Report highlights gaps and gains in UK TNE

The report also emphasises the importance of making sure that students fully grasp the value of their feedback in shaping the quality of their education, among other key findings.

The insights come from QAA’s interim report of its Quality Evaluation and Enhancement of UK Transnational Higher Education Scheme.

The QE-TNE Scheme was commissioned by Universities UK and GuildHE and launched in 2021 for an initial five-year duration and has so far evaluated provision across nine countries – Germany, Egypt, UAE, China, Saudi Arabia, Sri Lanka, Vietnam, Greece, and Cyprus.

Three years into the five-year run of the initial scheme, Vicki Stott, chief executive, QAA, said the report “clearly shows how the over 75 participating UK higher education institutions – representing about 70% of the UK’s entire higher education TNE student population – have embraced the opportunity to benefit from the sharing of best practice in responding to the opportunities and challenges of transnational provision.”

“The support of overseas institutions, government departments and quality agencies – and, of course, the British Council and network of diplomatic representations of the UK overseas – has also been vital to the success of this work,” she added.

Some 77 UK higher education institutions participate in the scheme, representing about 70% of the sector’s entire TNE student population – more than 400,000 students.

During the first two years of its operation, the total student population engaged in TNE provision among the scheme’s participating institutions increased by 66%.

The most popular mode of provision among QE-TNE participants entails collaborative delivery through consortia, joint awards or franchised/validated programs. These involve around 40% of all students engaged in TNE programs.

Over 75 participating UK higher education institutions have embraced the opportunity to benefit from the sharing of best practice

Vicki Stott, QAA

The report details the key findings of the first three years of the scheme in terms of governance, partnership arrangements, the student experience, and the balance between the need for adjustments to address local contexts and approaches to ensure the comparability of quality and standards.

Among its main findings, the report explored how TNE needs to be embedded in governance structures.

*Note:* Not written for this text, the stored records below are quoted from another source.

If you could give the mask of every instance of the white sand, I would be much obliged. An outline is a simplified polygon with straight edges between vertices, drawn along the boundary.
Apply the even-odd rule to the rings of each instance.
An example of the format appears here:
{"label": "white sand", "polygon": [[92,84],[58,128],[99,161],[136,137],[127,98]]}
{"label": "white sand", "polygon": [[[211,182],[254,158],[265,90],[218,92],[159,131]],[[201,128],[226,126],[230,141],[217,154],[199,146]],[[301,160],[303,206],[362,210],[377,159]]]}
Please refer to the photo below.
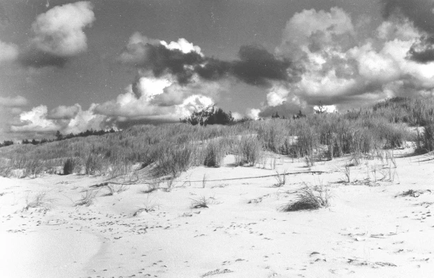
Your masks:
{"label": "white sand", "polygon": [[[398,158],[394,182],[376,186],[338,183],[349,157],[318,162],[312,170],[326,173],[288,176],[279,188],[272,177],[208,181],[205,188],[186,182],[275,173],[269,164],[232,167],[232,160],[189,170],[169,192],[141,193],[147,186],[140,184],[105,196],[103,188],[89,207],[73,201],[104,177],[0,178],[0,277],[433,277],[433,161]],[[351,167],[352,180],[365,179],[367,169]],[[285,157],[277,170],[308,169]],[[378,171],[380,179],[388,170]],[[278,210],[302,183],[329,185],[331,206]],[[410,189],[433,194],[395,197]],[[22,211],[26,196],[40,192],[55,199],[51,210]],[[209,208],[191,209],[201,196],[212,197]],[[144,203],[160,207],[133,217]]]}

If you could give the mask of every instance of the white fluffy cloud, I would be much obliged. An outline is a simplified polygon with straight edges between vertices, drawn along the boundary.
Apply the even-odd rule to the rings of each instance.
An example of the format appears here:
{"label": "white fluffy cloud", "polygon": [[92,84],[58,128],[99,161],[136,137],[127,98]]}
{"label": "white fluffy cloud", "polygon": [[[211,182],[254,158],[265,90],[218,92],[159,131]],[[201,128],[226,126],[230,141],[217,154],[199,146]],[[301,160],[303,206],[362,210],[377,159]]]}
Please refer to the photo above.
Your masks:
{"label": "white fluffy cloud", "polygon": [[51,110],[48,117],[54,120],[69,120],[74,118],[81,109],[78,104],[73,106],[60,105]]}
{"label": "white fluffy cloud", "polygon": [[[93,104],[85,111],[82,109],[80,105],[61,106],[52,110],[50,117],[47,107],[40,105],[21,113],[17,123],[10,126],[10,130],[14,132],[40,133],[52,133],[59,130],[62,133],[79,133],[91,128],[99,130],[107,128],[103,125],[106,117],[93,112],[96,106]],[[73,113],[71,114],[71,111]],[[52,117],[56,114],[59,118]]]}
{"label": "white fluffy cloud", "polygon": [[313,107],[320,102],[344,110],[384,98],[433,93],[434,63],[408,59],[409,49],[424,36],[412,22],[390,17],[370,38],[359,36],[357,28],[338,8],[296,13],[276,52],[305,71],[299,81],[269,90],[260,116],[283,109],[294,113],[297,105]]}
{"label": "white fluffy cloud", "polygon": [[79,1],[56,6],[38,15],[32,24],[36,46],[61,56],[85,51],[87,39],[83,29],[95,20],[92,8],[90,2]]}
{"label": "white fluffy cloud", "polygon": [[177,121],[192,111],[214,103],[221,86],[197,78],[180,86],[171,75],[140,77],[116,100],[98,105],[96,111],[121,121]]}
{"label": "white fluffy cloud", "polygon": [[163,45],[167,49],[173,50],[177,49],[182,53],[186,54],[191,52],[197,53],[203,56],[200,47],[189,43],[185,38],[179,38],[177,42],[166,43],[164,40],[150,38],[146,36],[142,35],[139,32],[135,32],[128,40],[128,43],[125,47],[119,59],[123,63],[136,64],[137,63],[143,63],[151,59],[151,49],[148,47],[148,45],[153,46]]}

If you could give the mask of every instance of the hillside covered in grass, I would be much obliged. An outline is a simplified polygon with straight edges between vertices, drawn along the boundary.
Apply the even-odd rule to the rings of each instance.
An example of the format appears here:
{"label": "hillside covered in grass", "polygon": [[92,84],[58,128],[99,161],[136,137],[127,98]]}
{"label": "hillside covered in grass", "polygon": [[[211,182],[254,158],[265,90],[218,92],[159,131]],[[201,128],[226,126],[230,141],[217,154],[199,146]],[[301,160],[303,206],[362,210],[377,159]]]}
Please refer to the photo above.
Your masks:
{"label": "hillside covered in grass", "polygon": [[303,159],[307,165],[347,154],[357,157],[401,148],[406,141],[414,142],[417,152],[429,152],[434,149],[433,110],[432,98],[396,98],[371,109],[300,118],[229,125],[136,125],[101,136],[1,148],[0,174],[114,178],[152,165],[156,175],[176,178],[195,165],[218,167],[228,153],[235,155],[239,165],[255,166],[261,163],[264,151]]}

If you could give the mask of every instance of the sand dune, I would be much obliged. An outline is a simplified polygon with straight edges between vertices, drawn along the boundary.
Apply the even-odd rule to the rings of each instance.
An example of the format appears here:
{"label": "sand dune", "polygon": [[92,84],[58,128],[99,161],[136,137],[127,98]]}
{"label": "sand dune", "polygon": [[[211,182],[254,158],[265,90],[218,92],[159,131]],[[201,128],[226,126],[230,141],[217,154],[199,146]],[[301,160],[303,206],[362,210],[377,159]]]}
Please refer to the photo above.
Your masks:
{"label": "sand dune", "polygon": [[[73,204],[83,190],[104,182],[103,176],[1,178],[0,277],[428,277],[434,273],[434,168],[426,156],[398,158],[396,168],[368,160],[350,167],[351,183],[342,182],[349,157],[311,167],[322,174],[288,175],[279,187],[273,186],[274,177],[211,181],[309,170],[283,157],[276,170],[271,164],[234,167],[232,160],[229,155],[225,167],[190,169],[170,192],[145,194],[148,185],[138,183],[107,195],[102,187],[95,190],[96,201],[89,206]],[[377,173],[369,170],[374,168]],[[380,180],[383,176],[387,177]],[[329,190],[331,206],[280,211],[294,197],[292,190],[305,184]],[[416,193],[398,196],[409,190]],[[23,210],[26,199],[38,192],[51,199],[50,207]],[[201,199],[208,208],[192,208],[194,200]]]}

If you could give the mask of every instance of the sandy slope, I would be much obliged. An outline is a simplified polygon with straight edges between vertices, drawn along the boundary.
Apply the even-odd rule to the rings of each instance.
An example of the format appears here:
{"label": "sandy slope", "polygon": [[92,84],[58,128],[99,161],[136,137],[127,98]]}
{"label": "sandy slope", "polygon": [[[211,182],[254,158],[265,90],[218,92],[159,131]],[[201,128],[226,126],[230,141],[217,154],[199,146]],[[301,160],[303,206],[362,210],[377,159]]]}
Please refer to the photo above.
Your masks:
{"label": "sandy slope", "polygon": [[[339,183],[348,157],[318,162],[309,173],[289,176],[280,188],[261,167],[197,167],[177,179],[171,192],[144,194],[145,184],[74,207],[81,191],[104,177],[47,176],[0,178],[1,277],[429,277],[434,273],[434,164],[425,157],[396,160],[394,180],[375,186]],[[277,170],[308,171],[287,157]],[[387,173],[377,165],[377,178]],[[368,168],[351,167],[352,180]],[[394,171],[394,170],[392,170]],[[374,173],[370,171],[371,183]],[[302,183],[329,185],[331,206],[315,211],[277,210]],[[398,196],[409,189],[431,190]],[[50,210],[22,211],[26,196],[46,192]],[[208,208],[190,208],[209,199]],[[154,212],[133,216],[145,204]]]}

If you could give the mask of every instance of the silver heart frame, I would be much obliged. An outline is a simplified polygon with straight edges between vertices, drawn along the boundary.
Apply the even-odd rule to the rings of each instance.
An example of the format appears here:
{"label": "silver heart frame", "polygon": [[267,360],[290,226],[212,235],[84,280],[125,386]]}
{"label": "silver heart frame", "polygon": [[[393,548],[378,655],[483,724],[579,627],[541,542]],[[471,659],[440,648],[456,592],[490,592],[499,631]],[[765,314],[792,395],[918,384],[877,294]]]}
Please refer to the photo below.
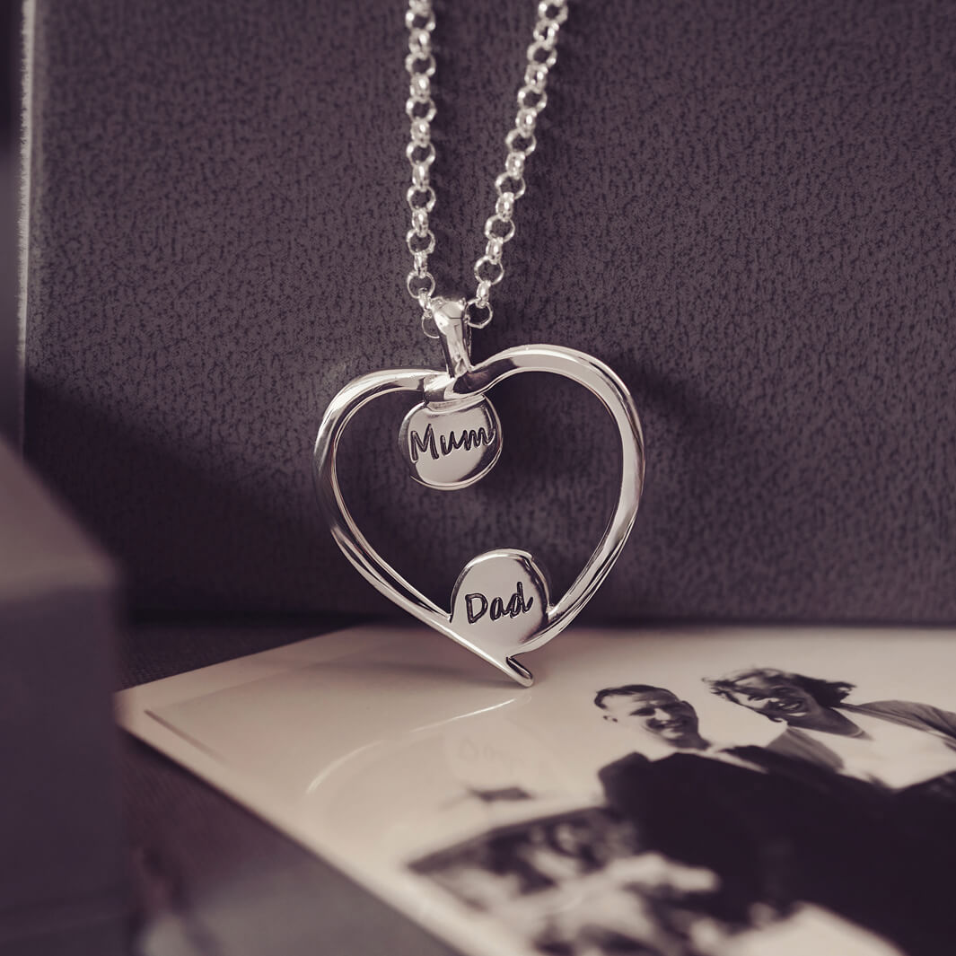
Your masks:
{"label": "silver heart frame", "polygon": [[[523,686],[533,683],[533,676],[515,660],[555,638],[581,612],[607,576],[634,527],[644,483],[644,445],[634,400],[624,383],[603,362],[576,349],[557,345],[521,345],[506,349],[477,365],[469,358],[470,330],[460,314],[436,313],[436,326],[445,351],[446,371],[435,369],[388,369],[355,379],[333,400],[322,419],[315,440],[314,476],[315,489],[332,535],[345,556],[358,573],[390,600],[419,620],[433,627],[472,653],[493,664]],[[611,415],[620,438],[620,492],[614,513],[600,541],[580,574],[555,603],[548,603],[540,626],[523,636],[513,646],[494,646],[500,641],[489,640],[485,646],[477,639],[484,632],[463,633],[460,621],[429,600],[398,571],[383,560],[362,534],[342,497],[336,470],[339,441],[352,417],[376,399],[397,392],[420,395],[424,402],[440,405],[470,402],[484,397],[499,382],[525,372],[558,375],[583,385],[603,404]],[[489,553],[498,555],[500,553]],[[511,553],[531,558],[523,552]],[[472,559],[468,567],[486,555]],[[522,558],[523,559],[523,558]],[[533,564],[532,563],[533,567]],[[455,586],[457,593],[459,584]],[[547,594],[547,589],[544,591]]]}

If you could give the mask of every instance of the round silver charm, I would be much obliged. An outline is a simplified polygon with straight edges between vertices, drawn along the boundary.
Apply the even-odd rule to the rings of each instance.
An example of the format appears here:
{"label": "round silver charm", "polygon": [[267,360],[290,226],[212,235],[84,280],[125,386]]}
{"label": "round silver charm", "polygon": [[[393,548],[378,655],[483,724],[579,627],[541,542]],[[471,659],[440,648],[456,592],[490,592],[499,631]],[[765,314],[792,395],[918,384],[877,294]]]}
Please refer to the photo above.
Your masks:
{"label": "round silver charm", "polygon": [[412,477],[428,488],[467,488],[501,454],[501,422],[486,398],[416,405],[402,423],[402,453]]}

“UK providers increasingly separate the business side of TNE from the academic,” it found.

It went on to note that while the initial scrutiny, approval and ongoing monitoring of partnerships and other arrangements at a strategic level were found to be well managed, there was a “less consistent approach” to examining the impact of expansion of activity – of which the impact on existing staff and structures is not always considered.

Elsewhere in the report, assessing good practice within student experience, the report highlighted the importance of gathering and responding to student feedback effectively, ensuring the student voice knows it is heard.

“Firstly, students need to understand why they are being asked to give feedback. While this may be obvious in the UK, it is less so in other cultures, or students may be used to doing it in different ways,” the report read.

The QE-TNE scheme is set to expand further this year, as the Scottish Funding Council has indicated that participation in the scheme will be a requirement for all Scottish degree awarding bodies engaging in TNE from the 2024-25 academic year, and as it has been agreed that the opportunity to join the scheme is to be re-opened for English institutions.

The Higher Education Funding Council for Wales – now Medr – had agreed that all Welsh providers would participate in the scheme from the outset.

The report concludes by outlining details of plans for the next two years of the QE-TNE Scheme with next year’s focus on Malaysia, India and Oman.